To help address that confusion, BCLP published the California Consumer Privacy Act Practical Guide, and is publishing a multi-part series that discusses the questions most frequently asked by clients concerning the CCPA.
Q. Does the CCPA apply only to data about Californians?
The CCPA applies only to information about a “consumer” – a term which is defined within the statute as including only “a natural person who is a California resident.”1 As a result the Act does not apply to people that reside outside of the state of California, or to information about legal entities.
In comparison, the European GDPR is often misunderstood as only applying to data about European Union “citizens.” In reality the scope of the GDPR varies based, in part, on which of two jurisdictional “hooks” apply to a company.

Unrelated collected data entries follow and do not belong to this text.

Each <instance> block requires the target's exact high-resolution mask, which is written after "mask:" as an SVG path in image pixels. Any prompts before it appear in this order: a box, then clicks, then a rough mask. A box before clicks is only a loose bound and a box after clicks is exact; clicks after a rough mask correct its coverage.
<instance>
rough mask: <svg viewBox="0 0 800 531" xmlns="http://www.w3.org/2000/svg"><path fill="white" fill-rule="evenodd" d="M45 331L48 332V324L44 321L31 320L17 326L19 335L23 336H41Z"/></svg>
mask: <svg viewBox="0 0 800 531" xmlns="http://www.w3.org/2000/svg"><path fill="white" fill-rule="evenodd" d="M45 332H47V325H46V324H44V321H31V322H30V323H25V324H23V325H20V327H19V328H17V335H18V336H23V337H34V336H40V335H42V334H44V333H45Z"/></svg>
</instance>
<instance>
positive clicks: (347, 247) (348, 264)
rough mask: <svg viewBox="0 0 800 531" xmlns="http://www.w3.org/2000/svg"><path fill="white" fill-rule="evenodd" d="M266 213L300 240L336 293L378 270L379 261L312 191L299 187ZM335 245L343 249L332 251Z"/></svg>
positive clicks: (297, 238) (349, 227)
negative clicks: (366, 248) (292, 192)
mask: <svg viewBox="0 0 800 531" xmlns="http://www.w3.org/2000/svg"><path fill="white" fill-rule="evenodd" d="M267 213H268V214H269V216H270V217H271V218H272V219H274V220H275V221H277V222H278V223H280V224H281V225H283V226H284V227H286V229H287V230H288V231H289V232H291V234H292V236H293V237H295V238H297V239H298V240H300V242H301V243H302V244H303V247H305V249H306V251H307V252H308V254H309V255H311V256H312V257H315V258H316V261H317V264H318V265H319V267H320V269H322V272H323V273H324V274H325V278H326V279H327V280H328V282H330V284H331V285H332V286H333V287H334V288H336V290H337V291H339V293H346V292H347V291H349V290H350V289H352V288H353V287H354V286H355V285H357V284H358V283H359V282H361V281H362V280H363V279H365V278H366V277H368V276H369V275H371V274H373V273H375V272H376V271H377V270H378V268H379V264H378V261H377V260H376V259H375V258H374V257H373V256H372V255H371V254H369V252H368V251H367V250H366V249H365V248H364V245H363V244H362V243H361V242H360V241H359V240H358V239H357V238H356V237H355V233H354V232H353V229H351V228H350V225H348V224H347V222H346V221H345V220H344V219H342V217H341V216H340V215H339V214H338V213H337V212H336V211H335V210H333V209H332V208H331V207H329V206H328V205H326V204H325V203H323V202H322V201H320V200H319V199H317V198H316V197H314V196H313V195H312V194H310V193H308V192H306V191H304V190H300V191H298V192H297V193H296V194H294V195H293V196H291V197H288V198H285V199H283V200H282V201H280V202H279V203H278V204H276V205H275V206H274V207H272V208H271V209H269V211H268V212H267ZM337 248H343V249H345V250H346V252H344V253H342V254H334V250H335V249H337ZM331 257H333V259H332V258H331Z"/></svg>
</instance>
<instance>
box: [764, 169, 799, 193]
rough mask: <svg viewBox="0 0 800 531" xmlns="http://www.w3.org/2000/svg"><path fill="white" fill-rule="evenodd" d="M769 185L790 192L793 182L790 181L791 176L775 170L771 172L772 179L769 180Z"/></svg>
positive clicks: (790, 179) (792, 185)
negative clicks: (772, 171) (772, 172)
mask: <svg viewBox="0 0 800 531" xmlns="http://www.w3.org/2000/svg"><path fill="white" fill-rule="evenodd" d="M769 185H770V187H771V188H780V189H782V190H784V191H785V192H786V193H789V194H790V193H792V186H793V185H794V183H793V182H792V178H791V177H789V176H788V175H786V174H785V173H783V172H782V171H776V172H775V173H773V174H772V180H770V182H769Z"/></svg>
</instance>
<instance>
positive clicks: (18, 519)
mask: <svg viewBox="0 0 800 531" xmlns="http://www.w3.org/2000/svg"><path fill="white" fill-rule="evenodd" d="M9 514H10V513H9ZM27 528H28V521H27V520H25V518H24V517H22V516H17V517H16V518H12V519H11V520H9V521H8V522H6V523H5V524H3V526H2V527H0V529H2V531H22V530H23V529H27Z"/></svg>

The first jurisdictional hook is found within Article 3(1) which purports to apply the GDPR to the processing of personal data in the context of activities of any “establishment” of a controller or processor in the European Union. If the GDPR is triggered because a company is established in the European Union, an argument could be made that the GDPR is intended to apply to the processing of data relating to all data subjects – regardless of whether they are citizens or residents of the European Union, the United States, or of another country. Such an interpretation would align with the European Commission’s statement that companies should respect the principles within the GDPR “whatever the nationality or residence” of a data subject.2
The second jurisdictional hook is found within Article 3(2) which purports to apply the GDPR to companies that are “not established in the Union” if they offer goods or services or monitor the behavior of “data subjects who are in the Union.” The term “data subjects who are in the Union” refers to individuals that are physically present in the European Union regardless of their citizenship, nationality, or long-term residence. As a result, it theoretically could apply to United States citizens studying in Europe, vacationing in Europe, or temporarily travelling through Europe.